Russert did not play the tape to congratulate Kerry for his truth-telling. On the contrary, he was clearly calling him on the carpet. He even suggested that “a lot” of Kerry’s allegations had been discredited. In fact, every word that Kerry spoke then has been shown to be true in an abundance of testimony. Even now, new revelations pour out. For example, the Toledo Blade just won the Pulitzer Prize for unearthing the story of an army company that went on a seven-month rampage in Vietnam, routinely killing peasants, burning villages, cutting off the ears of corpses. Troops in the field can hardly engage in such conduct over a period of months without the knowledge and at least tacit approval of higher authority.
Kerry answered warily. He began by trying to make light of the clip. “Where did all that dark hair go?–that’s a big question for me,” he joked. He went on to say that although some of his language had been “excessive,” he was still proud of the stand he had taken. His predicament is worth pondering. The powers that be, with the approval of mainstream opinion, had sent him into a misbegotten war whose awful reality they covered up. When he helped uncover it, it was not they but he who was punished. In short, by sending young men into an atrocious, mistaken war, they created a truth so distasteful to the public that its disclosure, by discrediting the discloser, keeps them in power. Was Kerry “flip-flopping”–the Bush Administration’s main campaign charge against him? Was he all-too-characteristically trying to back off from a position he had once taken while at the same time embracing it? And didn’t this performance echo his complicated and equivocal stance on the Iraq war, in which he has said that his vote in the Senate to authorize the President to use armed force against Iraq was “not a vote to go to war” and that in 2003 he voted “for” the $87 billion supplemental authorization for the war “before” he voted “against it” (a statement the Republicans are making political hay with in a current TV ad)?

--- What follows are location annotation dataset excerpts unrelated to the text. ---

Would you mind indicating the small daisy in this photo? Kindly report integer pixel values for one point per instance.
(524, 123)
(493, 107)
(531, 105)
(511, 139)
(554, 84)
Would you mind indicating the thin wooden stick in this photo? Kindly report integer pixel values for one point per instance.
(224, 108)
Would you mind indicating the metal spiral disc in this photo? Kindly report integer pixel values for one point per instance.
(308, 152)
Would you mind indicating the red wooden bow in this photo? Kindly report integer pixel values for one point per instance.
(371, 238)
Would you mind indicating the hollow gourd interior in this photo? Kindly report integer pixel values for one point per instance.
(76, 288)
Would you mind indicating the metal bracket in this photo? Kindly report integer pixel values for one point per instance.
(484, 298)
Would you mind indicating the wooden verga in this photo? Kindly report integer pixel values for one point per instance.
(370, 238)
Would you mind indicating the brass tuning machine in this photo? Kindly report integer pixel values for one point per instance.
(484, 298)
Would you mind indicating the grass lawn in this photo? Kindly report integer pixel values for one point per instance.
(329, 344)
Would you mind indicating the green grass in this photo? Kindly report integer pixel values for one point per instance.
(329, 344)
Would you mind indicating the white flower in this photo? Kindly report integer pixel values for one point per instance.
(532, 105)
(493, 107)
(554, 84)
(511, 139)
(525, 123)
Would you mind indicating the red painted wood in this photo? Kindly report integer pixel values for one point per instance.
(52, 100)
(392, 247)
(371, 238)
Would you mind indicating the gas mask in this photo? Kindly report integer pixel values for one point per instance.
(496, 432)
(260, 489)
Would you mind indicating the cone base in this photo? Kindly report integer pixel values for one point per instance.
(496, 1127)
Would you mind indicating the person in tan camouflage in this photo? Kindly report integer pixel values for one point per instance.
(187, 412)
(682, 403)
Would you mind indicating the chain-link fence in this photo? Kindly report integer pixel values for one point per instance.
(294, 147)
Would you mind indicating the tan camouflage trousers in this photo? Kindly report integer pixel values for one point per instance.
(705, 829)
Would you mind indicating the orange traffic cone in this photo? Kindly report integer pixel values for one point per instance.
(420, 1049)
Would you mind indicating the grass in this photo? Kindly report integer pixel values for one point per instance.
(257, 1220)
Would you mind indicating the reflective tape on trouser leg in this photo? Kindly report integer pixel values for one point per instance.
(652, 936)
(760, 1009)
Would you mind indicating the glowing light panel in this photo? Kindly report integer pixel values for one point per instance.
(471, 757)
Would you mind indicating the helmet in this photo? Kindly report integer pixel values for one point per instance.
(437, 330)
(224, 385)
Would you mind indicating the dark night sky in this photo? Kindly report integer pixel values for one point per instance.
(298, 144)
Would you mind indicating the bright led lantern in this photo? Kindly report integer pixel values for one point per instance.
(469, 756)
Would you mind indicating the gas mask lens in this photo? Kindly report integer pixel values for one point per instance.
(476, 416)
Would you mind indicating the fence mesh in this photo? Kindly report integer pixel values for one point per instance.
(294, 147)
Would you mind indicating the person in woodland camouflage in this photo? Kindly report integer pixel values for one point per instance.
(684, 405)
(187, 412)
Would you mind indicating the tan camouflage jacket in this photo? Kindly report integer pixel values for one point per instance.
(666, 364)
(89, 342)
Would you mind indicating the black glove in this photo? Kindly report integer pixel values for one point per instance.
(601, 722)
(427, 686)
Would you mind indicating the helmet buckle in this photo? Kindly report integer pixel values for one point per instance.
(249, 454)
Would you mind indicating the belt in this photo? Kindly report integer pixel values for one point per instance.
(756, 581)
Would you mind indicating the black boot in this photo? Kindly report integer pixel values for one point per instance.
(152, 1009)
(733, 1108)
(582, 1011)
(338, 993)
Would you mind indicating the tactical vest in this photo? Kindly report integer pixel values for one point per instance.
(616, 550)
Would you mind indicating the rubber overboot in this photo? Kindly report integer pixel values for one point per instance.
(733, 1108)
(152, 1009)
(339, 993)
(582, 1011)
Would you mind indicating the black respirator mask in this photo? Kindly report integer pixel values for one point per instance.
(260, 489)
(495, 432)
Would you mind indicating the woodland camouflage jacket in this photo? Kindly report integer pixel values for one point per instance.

Kerry’s equivocations are indeed related. For if as a soldier in Vietnam in 1968 and ’69 he was brought face to face with one reality–the human reality of the war–then as a presidential candidate in 2004 he has been driven up against another–the political reality that no antiwar candidate of modern times has ever made it into the White House. One might think that Kerry’s good sense and bravery in opposing the Vietnam War three decades ago might stand him in good stead today. (How many Americans now think getting into Vietnam was a good idea?) But as the Russert interview shows, just the opposite is the case. It is Kerry’s bravery as a soldier fighting the mistaken war, not his bravery as a veteran opposing it, that helps him in his bid for the presidency.